ANLY482 AY2016-17 T2 Group10 Analysis & Findings
Initial Data Exploration and Analysis
We conducted initial data analysis using Exploratory Data Analysis (EDA) to gain general insights on key determinants that govern the relationship between interaction counts and sales revenue. We hypothesized that such factors could be “channel”, “therapy area” (sales team).
“Channel” is the classification for different types of clinics, such as General Practitioners, Restructured & Private Hospitals, Specialists. From our basic understanding, each channel has its own protocols and practices that are likely to affect receptiveness of interactions. For instance, interactions with hospital doctors may not be that impactful as that with GP doctors because hospital doctors get their drugs from a centralized system, while GP doctors have the power to make decisions for their own clinics.
“Therapy area” defines the name of sales teams, such as Uro CNS (Urology), Respi (Respiratory), Paed Vx (Pediatrics Vaccines), Allergy, Al Derm (Dermatology), Ad Vx (Adult Vaccines), and it decides the corresponding product brands to promote. We postulate that different drugs have different demands and established drugs may need small number of interactions to achieve good sales results whereas new types of drugs may need more interactions to achieve the same level of sales results.
To give us a better understanding of the natures of different channels and therapy areas, in this initial data analysis, we will explore how sales revenue differs for different channels across different quarters and how each therapy area performs in terms of sales revenue for different channels.
Exploring sales revenue by channels and quarters allow us to understand significant demand patterns that arise from practices or secondary consumers (patients).
For instance, we will plot a line graph of total sales amount (response) against different quarters (explanatory) by different channels.
A first look at the visualization gives us an understanding that there are indeed intrinsic differences across different channels and quarters.
An observation of trend across quarters is that the highest sales for most channels were made in the first quarter. This is especially prominent for pharmacy, which made more than half of the second quarter sales. To rationalize such trend, we propose two reasons, 1) higher demand from secondary consumers and 2) practice of stockpiling at the start of the year.
Exploring how each therapy area performs in terms of sales revenue for different channels can help to identify which channel each therapy area should focus on.
To visualize, we will plot a mosaic plot of sales revenue by therapy area and channel.

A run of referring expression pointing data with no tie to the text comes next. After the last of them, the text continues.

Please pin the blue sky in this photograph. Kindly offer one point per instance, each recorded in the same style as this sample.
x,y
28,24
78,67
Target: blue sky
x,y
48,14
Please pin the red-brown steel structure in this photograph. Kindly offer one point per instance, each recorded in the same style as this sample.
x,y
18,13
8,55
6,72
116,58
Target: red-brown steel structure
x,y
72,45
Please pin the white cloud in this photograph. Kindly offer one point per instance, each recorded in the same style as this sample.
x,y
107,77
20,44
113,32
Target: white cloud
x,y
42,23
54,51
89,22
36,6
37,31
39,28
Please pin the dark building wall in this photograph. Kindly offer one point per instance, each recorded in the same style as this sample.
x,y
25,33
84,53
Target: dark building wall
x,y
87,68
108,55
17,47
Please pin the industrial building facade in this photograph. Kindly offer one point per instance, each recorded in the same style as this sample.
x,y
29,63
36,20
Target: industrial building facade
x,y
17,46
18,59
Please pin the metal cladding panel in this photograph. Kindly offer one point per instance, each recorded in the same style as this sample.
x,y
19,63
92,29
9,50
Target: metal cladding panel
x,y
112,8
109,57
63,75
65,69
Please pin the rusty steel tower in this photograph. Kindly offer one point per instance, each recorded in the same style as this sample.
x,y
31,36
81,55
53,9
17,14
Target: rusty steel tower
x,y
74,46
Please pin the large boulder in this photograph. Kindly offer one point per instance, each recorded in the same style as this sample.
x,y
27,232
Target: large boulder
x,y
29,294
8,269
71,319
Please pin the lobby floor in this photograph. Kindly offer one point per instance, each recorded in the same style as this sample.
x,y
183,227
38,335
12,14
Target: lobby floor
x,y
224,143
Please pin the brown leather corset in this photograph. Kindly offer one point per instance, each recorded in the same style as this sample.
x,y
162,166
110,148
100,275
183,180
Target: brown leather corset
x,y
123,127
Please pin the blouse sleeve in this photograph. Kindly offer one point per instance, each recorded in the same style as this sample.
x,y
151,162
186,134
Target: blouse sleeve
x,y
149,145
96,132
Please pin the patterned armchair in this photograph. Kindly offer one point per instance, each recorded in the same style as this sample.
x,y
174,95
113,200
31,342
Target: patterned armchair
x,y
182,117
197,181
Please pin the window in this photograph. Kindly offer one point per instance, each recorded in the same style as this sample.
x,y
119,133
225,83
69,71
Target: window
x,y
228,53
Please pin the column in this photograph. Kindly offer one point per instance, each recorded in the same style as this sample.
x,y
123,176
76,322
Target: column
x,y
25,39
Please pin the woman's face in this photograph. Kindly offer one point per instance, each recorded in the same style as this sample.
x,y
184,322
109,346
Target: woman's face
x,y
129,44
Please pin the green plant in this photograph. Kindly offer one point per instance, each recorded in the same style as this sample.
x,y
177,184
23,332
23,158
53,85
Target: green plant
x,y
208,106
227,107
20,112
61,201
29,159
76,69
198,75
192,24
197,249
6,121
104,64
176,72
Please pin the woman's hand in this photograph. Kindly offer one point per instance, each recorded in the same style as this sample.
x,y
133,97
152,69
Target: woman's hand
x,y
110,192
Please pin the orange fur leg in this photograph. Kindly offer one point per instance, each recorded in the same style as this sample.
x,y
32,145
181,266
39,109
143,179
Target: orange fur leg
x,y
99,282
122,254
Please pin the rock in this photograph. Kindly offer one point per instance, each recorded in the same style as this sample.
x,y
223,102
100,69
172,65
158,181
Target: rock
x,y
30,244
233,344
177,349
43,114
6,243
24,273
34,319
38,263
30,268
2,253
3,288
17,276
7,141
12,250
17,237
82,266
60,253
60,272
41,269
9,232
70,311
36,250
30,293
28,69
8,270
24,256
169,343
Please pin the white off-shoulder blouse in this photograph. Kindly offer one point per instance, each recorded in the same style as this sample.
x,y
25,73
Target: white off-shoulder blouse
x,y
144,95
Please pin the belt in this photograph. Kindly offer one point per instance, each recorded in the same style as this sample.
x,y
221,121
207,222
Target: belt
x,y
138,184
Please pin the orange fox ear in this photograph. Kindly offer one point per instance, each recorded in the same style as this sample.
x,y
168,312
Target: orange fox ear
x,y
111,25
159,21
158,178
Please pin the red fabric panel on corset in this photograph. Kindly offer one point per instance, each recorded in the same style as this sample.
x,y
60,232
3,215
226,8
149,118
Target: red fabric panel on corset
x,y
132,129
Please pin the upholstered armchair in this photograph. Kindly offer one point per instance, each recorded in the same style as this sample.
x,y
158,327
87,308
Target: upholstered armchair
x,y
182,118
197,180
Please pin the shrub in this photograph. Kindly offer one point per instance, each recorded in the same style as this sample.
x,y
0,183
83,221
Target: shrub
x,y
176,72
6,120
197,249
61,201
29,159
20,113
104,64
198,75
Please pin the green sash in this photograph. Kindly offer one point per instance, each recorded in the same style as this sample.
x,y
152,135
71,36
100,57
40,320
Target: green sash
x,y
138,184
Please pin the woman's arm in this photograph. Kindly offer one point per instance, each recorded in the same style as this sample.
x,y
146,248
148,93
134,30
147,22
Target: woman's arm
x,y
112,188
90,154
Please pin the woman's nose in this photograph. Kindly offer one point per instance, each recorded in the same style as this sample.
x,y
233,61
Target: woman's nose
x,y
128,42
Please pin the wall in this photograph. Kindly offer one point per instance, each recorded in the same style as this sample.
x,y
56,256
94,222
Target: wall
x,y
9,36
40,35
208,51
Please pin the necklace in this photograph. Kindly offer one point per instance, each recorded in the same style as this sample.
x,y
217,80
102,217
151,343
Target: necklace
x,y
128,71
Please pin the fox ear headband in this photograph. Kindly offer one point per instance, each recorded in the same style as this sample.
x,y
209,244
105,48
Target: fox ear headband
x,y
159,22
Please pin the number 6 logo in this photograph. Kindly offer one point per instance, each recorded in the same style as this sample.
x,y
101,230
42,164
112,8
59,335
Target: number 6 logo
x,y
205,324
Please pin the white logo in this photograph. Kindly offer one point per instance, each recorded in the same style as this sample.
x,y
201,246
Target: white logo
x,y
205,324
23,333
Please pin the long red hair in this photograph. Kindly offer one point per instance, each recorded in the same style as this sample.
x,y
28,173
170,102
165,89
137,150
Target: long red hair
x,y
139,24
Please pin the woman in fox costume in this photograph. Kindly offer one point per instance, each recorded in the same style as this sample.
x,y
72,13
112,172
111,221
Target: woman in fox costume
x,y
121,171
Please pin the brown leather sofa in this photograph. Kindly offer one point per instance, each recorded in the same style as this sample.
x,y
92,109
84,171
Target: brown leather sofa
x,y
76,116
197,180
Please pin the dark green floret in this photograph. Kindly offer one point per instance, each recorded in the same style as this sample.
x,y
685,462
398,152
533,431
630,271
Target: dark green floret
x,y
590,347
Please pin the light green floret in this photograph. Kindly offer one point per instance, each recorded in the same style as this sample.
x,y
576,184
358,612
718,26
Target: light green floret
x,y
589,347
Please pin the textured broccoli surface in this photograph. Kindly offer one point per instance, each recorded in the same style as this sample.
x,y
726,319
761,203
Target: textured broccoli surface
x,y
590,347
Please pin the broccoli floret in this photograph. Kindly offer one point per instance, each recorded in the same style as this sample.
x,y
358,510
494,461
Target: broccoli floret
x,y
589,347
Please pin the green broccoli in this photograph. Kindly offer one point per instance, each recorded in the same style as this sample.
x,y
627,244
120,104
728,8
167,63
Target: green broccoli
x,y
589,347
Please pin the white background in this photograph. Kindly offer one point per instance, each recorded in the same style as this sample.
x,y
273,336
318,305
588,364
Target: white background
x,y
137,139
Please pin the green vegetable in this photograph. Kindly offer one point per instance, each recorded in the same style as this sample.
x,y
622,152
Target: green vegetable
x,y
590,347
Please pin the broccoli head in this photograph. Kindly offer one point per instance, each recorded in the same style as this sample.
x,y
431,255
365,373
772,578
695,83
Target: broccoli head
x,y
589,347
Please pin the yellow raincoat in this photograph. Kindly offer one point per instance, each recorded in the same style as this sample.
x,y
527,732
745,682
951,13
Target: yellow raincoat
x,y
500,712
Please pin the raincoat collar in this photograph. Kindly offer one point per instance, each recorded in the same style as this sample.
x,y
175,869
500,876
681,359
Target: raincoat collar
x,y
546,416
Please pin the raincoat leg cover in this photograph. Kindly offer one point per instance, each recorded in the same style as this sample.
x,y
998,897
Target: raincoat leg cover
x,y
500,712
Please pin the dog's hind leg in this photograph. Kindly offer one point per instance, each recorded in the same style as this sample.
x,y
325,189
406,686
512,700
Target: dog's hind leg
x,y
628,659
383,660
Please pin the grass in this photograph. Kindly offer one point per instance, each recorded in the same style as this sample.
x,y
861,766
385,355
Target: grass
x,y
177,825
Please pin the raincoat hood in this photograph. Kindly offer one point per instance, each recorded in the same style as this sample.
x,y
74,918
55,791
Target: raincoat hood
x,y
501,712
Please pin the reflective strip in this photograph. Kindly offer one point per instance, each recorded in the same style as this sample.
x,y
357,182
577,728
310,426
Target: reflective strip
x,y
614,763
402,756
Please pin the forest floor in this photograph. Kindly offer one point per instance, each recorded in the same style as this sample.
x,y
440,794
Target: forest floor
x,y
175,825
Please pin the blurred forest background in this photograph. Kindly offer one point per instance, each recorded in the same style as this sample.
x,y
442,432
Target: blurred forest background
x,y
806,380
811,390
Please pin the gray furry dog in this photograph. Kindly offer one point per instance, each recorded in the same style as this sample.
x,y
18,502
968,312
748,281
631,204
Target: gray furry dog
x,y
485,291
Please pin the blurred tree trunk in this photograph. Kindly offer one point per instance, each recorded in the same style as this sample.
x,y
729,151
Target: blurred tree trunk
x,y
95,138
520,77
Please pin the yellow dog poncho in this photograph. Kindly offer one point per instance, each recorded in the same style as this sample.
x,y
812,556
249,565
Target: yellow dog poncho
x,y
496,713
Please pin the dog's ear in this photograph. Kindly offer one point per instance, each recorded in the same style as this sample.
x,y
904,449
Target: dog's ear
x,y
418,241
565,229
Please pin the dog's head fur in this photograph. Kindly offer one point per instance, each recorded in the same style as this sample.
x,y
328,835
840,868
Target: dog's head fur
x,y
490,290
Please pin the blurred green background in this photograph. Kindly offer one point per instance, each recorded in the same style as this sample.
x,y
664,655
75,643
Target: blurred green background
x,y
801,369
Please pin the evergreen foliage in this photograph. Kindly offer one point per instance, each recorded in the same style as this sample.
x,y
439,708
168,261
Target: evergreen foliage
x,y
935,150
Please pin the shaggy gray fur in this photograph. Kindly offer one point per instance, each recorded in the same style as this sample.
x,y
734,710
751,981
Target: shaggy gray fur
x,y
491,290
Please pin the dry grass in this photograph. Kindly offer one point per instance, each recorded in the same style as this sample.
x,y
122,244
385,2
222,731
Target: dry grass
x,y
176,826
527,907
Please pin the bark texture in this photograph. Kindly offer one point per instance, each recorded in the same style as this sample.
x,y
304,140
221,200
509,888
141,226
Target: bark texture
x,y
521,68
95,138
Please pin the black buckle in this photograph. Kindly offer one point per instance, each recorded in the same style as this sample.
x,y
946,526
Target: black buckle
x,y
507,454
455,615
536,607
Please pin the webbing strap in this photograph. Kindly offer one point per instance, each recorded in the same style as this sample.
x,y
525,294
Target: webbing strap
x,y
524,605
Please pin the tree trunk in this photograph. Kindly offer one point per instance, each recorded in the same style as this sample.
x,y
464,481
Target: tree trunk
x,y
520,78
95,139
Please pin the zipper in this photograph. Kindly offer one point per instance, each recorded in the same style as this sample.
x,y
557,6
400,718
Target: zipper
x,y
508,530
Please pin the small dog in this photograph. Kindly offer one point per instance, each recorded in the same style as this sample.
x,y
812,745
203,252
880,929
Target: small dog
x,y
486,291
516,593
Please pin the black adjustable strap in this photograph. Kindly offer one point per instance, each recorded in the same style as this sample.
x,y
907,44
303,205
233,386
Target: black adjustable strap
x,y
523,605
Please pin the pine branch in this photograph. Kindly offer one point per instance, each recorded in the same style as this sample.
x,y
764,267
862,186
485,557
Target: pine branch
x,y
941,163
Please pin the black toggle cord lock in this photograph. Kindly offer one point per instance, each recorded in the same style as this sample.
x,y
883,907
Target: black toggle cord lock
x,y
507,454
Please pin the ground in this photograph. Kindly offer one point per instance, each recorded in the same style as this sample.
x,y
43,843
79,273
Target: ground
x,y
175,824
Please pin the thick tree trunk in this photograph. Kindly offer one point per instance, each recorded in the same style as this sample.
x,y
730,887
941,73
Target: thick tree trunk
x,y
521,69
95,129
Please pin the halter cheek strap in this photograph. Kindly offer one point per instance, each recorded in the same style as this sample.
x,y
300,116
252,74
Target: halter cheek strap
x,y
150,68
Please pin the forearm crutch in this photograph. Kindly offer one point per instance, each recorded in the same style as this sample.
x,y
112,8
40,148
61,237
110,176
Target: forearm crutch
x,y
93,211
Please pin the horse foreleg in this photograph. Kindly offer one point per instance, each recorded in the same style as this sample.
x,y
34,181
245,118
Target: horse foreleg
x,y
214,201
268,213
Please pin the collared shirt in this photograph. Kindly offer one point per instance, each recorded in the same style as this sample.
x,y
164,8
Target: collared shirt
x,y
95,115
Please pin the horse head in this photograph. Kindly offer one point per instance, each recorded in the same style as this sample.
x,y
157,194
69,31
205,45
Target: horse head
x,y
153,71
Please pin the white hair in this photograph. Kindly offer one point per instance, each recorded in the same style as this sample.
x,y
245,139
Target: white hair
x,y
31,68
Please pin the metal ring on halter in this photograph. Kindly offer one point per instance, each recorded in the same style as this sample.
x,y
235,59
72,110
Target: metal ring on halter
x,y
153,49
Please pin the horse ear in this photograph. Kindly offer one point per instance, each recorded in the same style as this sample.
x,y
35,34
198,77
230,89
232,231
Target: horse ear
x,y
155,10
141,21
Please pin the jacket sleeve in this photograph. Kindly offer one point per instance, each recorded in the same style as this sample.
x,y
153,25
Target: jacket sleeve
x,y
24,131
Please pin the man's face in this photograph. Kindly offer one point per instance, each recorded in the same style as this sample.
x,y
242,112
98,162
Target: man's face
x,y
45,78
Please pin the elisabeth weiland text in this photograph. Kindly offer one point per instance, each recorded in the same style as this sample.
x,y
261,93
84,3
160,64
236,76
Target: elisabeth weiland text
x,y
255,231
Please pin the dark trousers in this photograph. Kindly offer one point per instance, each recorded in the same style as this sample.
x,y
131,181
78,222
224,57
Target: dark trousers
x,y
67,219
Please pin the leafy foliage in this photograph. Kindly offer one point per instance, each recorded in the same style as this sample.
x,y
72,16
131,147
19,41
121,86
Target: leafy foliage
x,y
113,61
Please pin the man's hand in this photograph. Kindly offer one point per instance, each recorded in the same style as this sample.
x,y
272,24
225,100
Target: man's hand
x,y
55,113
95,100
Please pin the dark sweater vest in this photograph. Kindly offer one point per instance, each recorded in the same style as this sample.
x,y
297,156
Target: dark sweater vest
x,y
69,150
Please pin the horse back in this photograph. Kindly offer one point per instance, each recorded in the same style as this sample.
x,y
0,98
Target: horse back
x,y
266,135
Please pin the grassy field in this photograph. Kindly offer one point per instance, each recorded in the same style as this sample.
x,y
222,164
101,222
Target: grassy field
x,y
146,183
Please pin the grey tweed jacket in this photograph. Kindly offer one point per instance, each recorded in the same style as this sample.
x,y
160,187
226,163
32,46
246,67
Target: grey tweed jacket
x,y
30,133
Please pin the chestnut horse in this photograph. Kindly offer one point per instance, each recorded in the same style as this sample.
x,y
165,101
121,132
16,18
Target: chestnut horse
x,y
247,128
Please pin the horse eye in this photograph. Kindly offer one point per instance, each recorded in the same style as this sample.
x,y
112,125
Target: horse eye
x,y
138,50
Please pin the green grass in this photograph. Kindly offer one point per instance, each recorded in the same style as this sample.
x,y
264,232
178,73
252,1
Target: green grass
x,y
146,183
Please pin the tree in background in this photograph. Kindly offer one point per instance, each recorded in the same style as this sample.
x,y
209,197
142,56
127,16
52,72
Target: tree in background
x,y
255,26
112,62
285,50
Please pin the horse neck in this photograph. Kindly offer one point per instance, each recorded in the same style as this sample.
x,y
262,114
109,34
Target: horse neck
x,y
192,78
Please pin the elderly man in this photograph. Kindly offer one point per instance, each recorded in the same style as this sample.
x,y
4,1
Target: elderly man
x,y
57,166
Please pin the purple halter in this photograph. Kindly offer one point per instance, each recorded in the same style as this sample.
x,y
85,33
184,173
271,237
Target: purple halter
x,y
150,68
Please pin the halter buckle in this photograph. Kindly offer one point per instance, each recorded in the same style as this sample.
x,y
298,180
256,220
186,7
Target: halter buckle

The use of a mosaic plot is to visualize data from two or more categorical variables in terms of a numerical variable (weight). Referencing Figure 12, x-axis shows the different channels, y-axis shows the different therapy area, area of each box depicts the proportion of sales revenue and labels shows the percentage of each therapy area when compared within a channel.
For instance, we can understand that within a channel, which therapy area generates the highest sales revenue; for Restructured Hospital, Urology team generates the highest sales revenue, for Polyclinics; Paediatrics Vaccine team generates the highest sales revenue.
Secondly, we can also understand how each channel fare against each other in terms of total sales revenue from its relative width; Restructured Hospital has the highest sales revenue, followed by General Practitioner.
This piece of information not only shows inherent variations in terms of sales revenue for therapy area, but also that of therapy area and channel together as it illustrates secondary consumers’ (patients) preference over certain channels when it comes to treating different illnesses. This could be important in future work of using two-way ANOVA to understand the effects of multi-factor-group impacts on sales interaction vs sales revenue.